Malgré que la tendance soit au vert, le gouvernement fédéral mettra fin, à la fin décembre, à son programme Éco-auto. Une trentaine de modèles 2008 en bénéficient, dont la Toyota Yaris. Malheureusement pour les consommateurs, ce cadeau prendra fin après seulement deux ans d’existence.
- Photo Julie Roy
La fin d’un programme vert
Avancer pour mieux reculer
En 2007, le gouvernement fédéral de Stephen Harper s’était mis au vert en offrant le programme Éco-auto. Après deux années, comme le programme a répondu aux attentes, le gouvernement a décidé d’y mettre fin cette année au grand dam des consommateurs en quête d’une réduction pour un choix vert.
Le programme Éco-auto offre une remise allant de 1000 $ à 2000 $ pour des voitures sélectionnées en raison de leur faible consommation d’essence. Mis en place il y a deux ans, ce programme inclut également certains modèles de 2006. Actuellement, 70 000 demandes ont été reçues et 57,9 millions de dollars de rabais ont été accordés aux Canadiens sur un budget de 150 millions.
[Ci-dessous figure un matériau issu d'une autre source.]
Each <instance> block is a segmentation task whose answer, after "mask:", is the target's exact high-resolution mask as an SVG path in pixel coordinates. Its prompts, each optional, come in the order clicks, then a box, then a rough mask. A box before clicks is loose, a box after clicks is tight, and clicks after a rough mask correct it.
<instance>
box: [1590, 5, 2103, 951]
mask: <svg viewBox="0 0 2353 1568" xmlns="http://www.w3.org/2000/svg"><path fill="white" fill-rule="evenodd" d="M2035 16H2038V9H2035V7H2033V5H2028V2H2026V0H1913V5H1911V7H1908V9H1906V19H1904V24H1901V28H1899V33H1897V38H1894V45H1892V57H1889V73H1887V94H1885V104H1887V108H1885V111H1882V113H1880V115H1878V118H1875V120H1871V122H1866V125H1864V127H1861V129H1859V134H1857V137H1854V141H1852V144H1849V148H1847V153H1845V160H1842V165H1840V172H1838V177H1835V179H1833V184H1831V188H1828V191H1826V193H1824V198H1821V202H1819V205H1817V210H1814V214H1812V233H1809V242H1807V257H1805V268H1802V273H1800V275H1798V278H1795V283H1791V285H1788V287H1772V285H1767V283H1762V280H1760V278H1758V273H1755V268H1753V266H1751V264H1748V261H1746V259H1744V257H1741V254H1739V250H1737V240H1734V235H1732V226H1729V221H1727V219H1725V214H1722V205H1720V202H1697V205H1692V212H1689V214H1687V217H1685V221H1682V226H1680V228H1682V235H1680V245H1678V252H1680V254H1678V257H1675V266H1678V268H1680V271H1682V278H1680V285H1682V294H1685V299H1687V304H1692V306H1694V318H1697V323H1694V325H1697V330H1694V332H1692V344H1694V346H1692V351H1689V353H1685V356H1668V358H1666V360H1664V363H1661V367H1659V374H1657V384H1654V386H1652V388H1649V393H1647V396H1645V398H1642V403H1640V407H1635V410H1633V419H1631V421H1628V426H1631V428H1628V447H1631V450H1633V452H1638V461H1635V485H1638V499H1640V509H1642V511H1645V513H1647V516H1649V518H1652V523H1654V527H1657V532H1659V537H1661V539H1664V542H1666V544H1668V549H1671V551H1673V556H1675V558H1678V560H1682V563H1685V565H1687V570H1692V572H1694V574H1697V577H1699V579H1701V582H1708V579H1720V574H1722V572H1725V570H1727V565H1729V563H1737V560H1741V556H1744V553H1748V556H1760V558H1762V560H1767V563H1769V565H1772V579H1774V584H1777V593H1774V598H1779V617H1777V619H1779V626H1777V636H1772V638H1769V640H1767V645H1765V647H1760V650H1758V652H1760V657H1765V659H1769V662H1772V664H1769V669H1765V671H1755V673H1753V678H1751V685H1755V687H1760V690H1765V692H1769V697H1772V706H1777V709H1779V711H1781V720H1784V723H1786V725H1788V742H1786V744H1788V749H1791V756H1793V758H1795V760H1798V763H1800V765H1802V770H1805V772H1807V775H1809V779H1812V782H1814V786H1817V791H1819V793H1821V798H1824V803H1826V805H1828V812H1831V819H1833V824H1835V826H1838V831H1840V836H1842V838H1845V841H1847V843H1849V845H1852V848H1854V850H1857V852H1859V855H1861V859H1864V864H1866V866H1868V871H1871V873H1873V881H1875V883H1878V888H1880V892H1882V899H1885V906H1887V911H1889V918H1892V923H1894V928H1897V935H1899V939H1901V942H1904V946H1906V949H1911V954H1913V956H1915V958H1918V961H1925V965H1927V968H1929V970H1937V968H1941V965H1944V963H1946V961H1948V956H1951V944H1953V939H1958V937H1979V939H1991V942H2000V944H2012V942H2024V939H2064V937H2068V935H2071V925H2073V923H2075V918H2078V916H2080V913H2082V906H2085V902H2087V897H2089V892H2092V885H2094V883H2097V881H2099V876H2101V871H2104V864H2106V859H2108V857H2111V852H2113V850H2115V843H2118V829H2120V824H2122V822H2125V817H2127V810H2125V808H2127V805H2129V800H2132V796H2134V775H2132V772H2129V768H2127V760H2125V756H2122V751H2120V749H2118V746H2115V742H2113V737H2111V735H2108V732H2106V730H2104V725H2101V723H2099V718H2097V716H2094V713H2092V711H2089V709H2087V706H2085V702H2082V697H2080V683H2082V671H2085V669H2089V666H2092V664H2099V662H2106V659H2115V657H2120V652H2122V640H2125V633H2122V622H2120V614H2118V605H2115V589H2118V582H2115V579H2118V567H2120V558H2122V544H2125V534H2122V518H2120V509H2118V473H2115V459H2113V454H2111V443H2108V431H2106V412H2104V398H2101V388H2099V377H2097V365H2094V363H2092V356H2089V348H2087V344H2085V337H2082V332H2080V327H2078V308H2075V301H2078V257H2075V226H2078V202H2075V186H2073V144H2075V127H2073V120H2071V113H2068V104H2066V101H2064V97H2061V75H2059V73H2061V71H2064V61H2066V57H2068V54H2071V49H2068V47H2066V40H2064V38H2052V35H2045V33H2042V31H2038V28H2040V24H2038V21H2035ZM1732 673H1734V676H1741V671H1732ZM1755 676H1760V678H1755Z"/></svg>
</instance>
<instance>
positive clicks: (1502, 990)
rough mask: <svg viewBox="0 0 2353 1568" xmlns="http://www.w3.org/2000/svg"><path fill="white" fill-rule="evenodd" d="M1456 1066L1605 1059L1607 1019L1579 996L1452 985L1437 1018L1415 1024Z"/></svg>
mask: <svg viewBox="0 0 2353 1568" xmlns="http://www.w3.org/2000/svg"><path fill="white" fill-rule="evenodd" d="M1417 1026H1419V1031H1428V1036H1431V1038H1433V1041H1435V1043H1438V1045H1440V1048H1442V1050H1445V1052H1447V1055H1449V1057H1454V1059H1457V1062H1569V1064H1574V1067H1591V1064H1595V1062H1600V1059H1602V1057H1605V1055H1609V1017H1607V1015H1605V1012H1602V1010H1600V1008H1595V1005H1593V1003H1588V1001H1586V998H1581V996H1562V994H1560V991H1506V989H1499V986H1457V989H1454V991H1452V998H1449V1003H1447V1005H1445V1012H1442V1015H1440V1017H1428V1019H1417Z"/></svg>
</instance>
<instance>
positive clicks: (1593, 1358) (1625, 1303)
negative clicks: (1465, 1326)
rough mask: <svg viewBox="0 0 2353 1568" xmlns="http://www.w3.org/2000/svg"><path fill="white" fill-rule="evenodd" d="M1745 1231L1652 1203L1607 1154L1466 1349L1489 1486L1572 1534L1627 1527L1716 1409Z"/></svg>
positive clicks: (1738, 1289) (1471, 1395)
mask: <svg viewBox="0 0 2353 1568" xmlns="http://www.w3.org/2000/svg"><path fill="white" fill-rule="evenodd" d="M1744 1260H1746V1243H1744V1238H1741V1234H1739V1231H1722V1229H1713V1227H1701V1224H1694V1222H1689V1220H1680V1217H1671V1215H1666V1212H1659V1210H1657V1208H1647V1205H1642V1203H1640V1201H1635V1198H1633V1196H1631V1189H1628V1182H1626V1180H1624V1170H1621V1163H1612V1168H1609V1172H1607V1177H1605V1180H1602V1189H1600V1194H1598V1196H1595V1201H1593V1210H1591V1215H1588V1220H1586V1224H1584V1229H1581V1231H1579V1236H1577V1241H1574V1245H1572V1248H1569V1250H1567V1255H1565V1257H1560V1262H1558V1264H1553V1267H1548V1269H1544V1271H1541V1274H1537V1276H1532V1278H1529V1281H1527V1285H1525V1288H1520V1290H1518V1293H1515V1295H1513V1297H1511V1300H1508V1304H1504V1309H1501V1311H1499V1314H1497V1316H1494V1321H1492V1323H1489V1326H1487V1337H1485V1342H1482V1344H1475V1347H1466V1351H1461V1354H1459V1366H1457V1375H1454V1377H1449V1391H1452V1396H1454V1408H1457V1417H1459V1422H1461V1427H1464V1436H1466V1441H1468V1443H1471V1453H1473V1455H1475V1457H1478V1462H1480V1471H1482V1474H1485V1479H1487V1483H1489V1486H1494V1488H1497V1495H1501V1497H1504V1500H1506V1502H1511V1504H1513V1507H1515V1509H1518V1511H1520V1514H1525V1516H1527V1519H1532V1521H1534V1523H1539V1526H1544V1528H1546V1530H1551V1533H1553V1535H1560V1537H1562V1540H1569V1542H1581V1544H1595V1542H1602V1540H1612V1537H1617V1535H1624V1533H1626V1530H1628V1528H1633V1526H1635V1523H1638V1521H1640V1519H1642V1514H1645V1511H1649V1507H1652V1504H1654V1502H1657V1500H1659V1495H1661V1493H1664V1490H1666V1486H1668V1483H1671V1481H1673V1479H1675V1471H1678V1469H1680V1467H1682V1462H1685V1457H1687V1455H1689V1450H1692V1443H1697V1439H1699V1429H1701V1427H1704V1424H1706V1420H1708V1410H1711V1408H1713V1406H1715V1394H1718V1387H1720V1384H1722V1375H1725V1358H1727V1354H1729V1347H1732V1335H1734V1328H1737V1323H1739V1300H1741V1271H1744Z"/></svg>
À Transports Canada, on affirme que la décision de mettre fin à ce programme est un choix politique. « Le gouvernement a jugé que le travail a été fait et il est satisfait des résultats. Les constructeurs ont augmenté leur offre de véhicules peu énergivores et les consommateurs sont de plus en plus nombreux à choisir ce type d’automobile », a mentionné Maryse Duquette, porte-parole à Transports Canada.
Cependant, la décision de mettre fin à ce programme déçoit. « C’était un incitatif pour que les constructeurs se mettent au vert. Ça créait une pression. En plus, ça donnait un coup de pouce aux consommateurs qui planifiaient, dans un ou deux ans, l’achat d’un véhicule, car ce n’est pas un achat que l’on planifie à la dernière minute », mentionne le député bloquiste, Pierre Paquette.
Le programme, qui a été très long à se mettre en place, commençait à peine à être connu des consommateurs et ceux-ci étaient de plus en plus nombreux à s’en prévaloir. Les concessionnaires favorisés par cette mesure, dont Honda et Toyota, comprennent mal ce recul du gouvernement. « Je trouve cela dommage, car l’avenir s’en va vers cela. C’est sûr que nous étions favorisés parce que nous sommes écoénergétiques, mais cela forçait les autres constructeurs à être plus écoperformants. Nous allons continuer dans cette voie, mais je pense que les autres vont désormais se forcer beaucoup moins », commente Natalie Aumont, propriétaire de Joliette Toyota.
Gérald Philibert, de chez Villeneuve Honda à Joliette, lui non plus ne comprend pas ce revirement, surtout que la consommation d’essence d’un véhicule préoccupe de plus en plus les clients. « Il y a 25 ans, le monde s’en foutait. Aujourd’hui, c’est un client sur deux qui m’en parle. » M. Philibert souligne d’ailleurs que ce 1000 $ de retour fait souvent la différence dans le choix entre deux modèles à volet écologique. Même constat pour Mme Aumont, qui mentionne que beaucoup de consommateurs se sont procuré des modèles hybrides en raison de ce programme. « Pour des voitures hybrides, cela peut faire une bonne différence dans le prix, surtout qu’un rabais est également consenti sur plusieurs modèles de la part du gouvernement provincial. »
Si l’information concernant ce programme a été longue à être diffusée, sa fin non plus n’est pas très médiatisée. « Le consommateur ne sait pas que le retour de 1000 $ va être arrêté à la fin de l’année », souligne M. Philibert.
Si chez Transports Canada, on explique que ce programme est arrêté parce qu’il a réussi à conscientiser les consommateurs et les constructeurs, plusieurs croient plutôt que c’est le lobby des autres constructeurs qui a fait le travail. « C’était surtout des fabricants japonais qui en bénéficiaient, cela pouvait être considéré par les autres comme de la concurrence déloyale. Une chose est sûre, cela démontre le manque d’intérêt des conservateurs pour les questions environnementales », mentionne M. Paquette.
Compte tenu de la hausse constante du prix de l’essence, les concessionnaires ne croient pas cependant que la fin de ce programme va influencer à la baisse la vente de ce type de véhicule.